Whether you were the popular kid or the outcast in school, it's always a memorable time of your life to look back on. But for some, they'd rather forget, especially if they look back on memories of a time that was particularly tough to get through.
Photographer Merilee Allred was picked on as a kid, but rather than face forward and pretend it never happened, she chooses to look back. Her new blog, Awkward Years Project, showcases adults holding pictures of themselves at their most awkward teenage prepubescent stage -- resplendent with Coke bottle-lensed glasses, pimples, missing teeth and really, really bad hair. Allred says the project's focus is to showcase the difference between then and now and that no matter how bad it gets when you stumble through those dreaded years, it gets better.
HLN: What made you decide to start the Awkward Years project?
Merilee: My friend and I were talking about how awkward we were growing up and she wanted to see some pictures of me because she didn't believe I had any awkward years.
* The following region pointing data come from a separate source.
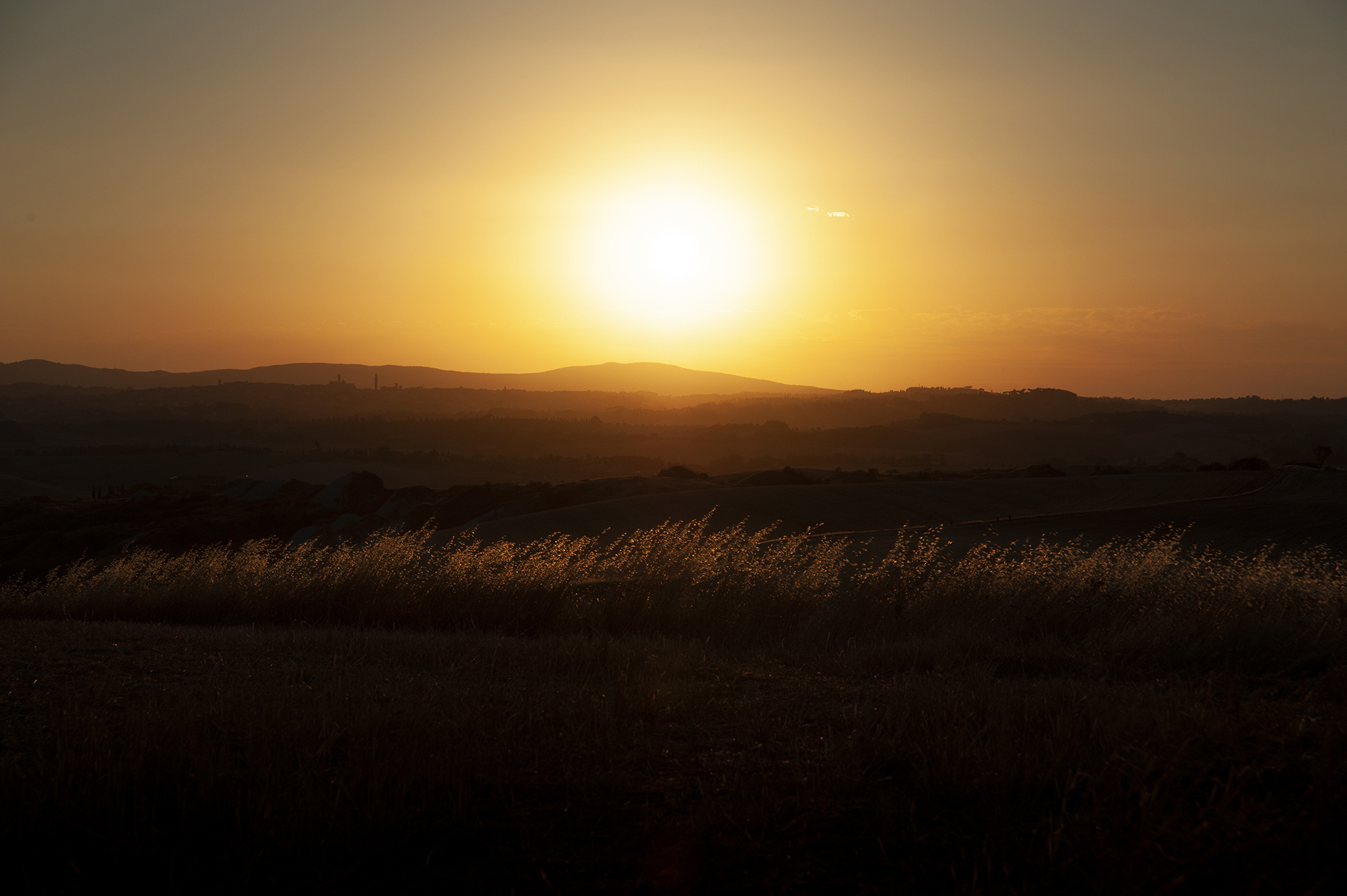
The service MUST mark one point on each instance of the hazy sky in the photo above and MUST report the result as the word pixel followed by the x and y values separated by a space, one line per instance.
pixel 1117 198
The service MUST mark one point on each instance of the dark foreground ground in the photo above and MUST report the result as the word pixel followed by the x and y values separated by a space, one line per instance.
pixel 312 759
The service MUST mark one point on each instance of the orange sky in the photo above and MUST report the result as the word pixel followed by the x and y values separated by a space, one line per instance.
pixel 1116 198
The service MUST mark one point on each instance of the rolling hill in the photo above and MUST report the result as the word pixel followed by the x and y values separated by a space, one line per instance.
pixel 665 380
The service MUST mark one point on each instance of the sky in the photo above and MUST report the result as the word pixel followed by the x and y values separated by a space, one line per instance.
pixel 1120 198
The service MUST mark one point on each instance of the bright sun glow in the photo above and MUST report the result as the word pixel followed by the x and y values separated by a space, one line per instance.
pixel 671 254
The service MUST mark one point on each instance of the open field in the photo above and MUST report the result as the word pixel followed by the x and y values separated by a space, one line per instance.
pixel 1253 509
pixel 329 759
pixel 697 710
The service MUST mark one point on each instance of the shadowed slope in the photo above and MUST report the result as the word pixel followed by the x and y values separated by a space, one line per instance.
pixel 869 506
pixel 666 380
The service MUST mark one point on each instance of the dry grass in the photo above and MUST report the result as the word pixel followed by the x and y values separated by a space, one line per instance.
pixel 682 712
pixel 1144 600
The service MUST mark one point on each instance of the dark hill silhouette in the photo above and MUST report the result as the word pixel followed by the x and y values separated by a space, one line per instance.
pixel 665 380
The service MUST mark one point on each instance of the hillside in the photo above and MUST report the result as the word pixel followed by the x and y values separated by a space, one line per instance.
pixel 665 380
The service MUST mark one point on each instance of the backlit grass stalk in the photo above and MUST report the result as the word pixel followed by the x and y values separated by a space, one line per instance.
pixel 736 588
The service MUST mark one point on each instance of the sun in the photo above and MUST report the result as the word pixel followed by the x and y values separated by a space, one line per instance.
pixel 671 254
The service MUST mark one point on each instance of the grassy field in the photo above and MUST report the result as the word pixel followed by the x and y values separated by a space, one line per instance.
pixel 682 711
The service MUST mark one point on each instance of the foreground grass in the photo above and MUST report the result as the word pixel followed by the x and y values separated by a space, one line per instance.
pixel 337 758
pixel 565 718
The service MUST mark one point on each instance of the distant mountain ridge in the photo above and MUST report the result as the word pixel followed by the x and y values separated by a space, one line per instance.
pixel 663 380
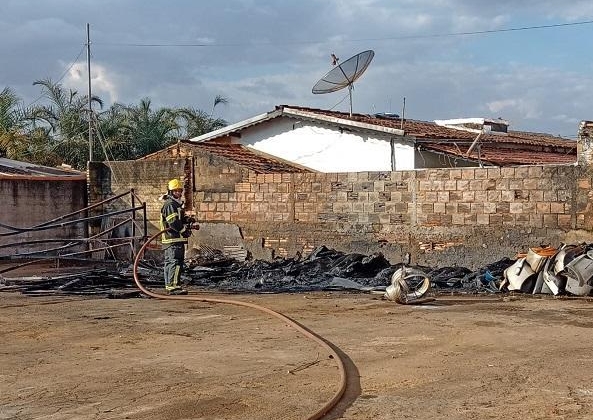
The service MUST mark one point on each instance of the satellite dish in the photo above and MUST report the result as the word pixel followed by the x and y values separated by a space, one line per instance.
pixel 344 74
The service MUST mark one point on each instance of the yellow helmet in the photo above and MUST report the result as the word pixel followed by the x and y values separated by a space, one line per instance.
pixel 174 184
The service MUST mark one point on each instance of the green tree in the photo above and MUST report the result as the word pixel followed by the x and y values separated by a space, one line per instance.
pixel 195 122
pixel 147 130
pixel 13 125
pixel 67 117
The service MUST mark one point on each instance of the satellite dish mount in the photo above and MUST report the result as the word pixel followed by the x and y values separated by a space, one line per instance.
pixel 344 74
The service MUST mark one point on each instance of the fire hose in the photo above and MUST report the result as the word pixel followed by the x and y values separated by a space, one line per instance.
pixel 333 354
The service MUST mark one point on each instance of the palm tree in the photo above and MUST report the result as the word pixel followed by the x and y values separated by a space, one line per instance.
pixel 67 119
pixel 13 125
pixel 195 122
pixel 147 130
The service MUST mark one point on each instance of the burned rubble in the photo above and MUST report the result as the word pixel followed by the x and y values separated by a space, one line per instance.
pixel 567 270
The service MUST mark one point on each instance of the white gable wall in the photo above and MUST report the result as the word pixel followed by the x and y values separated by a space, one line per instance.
pixel 326 149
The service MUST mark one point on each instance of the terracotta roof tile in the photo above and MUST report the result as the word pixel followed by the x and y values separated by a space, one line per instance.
pixel 431 131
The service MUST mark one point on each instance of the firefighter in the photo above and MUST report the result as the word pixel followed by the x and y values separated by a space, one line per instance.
pixel 177 229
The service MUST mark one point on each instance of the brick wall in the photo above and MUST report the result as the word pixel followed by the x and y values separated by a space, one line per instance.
pixel 464 217
pixel 467 216
pixel 148 179
pixel 29 202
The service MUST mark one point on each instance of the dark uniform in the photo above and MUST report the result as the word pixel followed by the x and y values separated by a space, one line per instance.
pixel 174 240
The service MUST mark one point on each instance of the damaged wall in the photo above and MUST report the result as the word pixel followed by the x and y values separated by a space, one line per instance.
pixel 437 217
pixel 440 217
pixel 28 201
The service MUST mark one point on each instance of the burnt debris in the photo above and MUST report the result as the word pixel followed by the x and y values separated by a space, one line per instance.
pixel 323 269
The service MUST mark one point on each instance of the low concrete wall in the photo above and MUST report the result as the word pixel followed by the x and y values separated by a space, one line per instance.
pixel 440 217
pixel 29 202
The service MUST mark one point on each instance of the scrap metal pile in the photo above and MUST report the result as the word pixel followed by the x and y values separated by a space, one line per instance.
pixel 567 270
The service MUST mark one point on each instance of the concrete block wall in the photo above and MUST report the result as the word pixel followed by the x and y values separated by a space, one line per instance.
pixel 29 202
pixel 148 179
pixel 438 217
pixel 464 216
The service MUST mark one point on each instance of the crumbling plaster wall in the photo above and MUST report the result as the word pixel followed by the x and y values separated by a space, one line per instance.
pixel 28 202
pixel 436 217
Boy was she wrong! I was just too afraid to share any because I've always been embarrassed by my pictures because of how much I was ridiculed for the way I looked. I toyed with the idea of holding up my incriminating picture, as a before and after, as if I had to hold my fifth-grade self's hand. Then the idea was born!
HLN: How do you think teasing and bullying affect a child's self-esteem? How did it affect yours?
Merilee: It definitely affects a child's self-esteem because fitting in is so important to them at that age. As children, we are trying to figure out who we are, and unfortunately we believe so many of the bad, untrue things said about ourselves. Those same words can haunt us even into adulthood. I still struggle from time to time. Back in elementary school, I was teased mercilessly as being a "nerd" in every way shape and form. You know how someone who lost weight can still see themselves as fat? Same goes for being classified as a nerd. Sometimes, I still see myself that way.
HLN: Do you hope this project affects children, adults, or both?
Merilee: I hope this project affects everyone: Adults who have been down that road. Children who are currently going through it. Teachers in every grade. Even parents of bullied children. As adults, we all get past bullying and see that things can get so much better after school. As a child, it's hard to see past bullying and how great their lives can become. I want everyone to stand together and understand that things DO and WILL get better!
HLN: What would you tell your child self now, if you could?
Merilee: So many things! I'd give her a big hug and let her know that things won't always be this hard. Hairstyles change, glasses and braces come off. Popularity fades. Education and good friends are forever. You are a great person in the making. Don't let others decide that for you!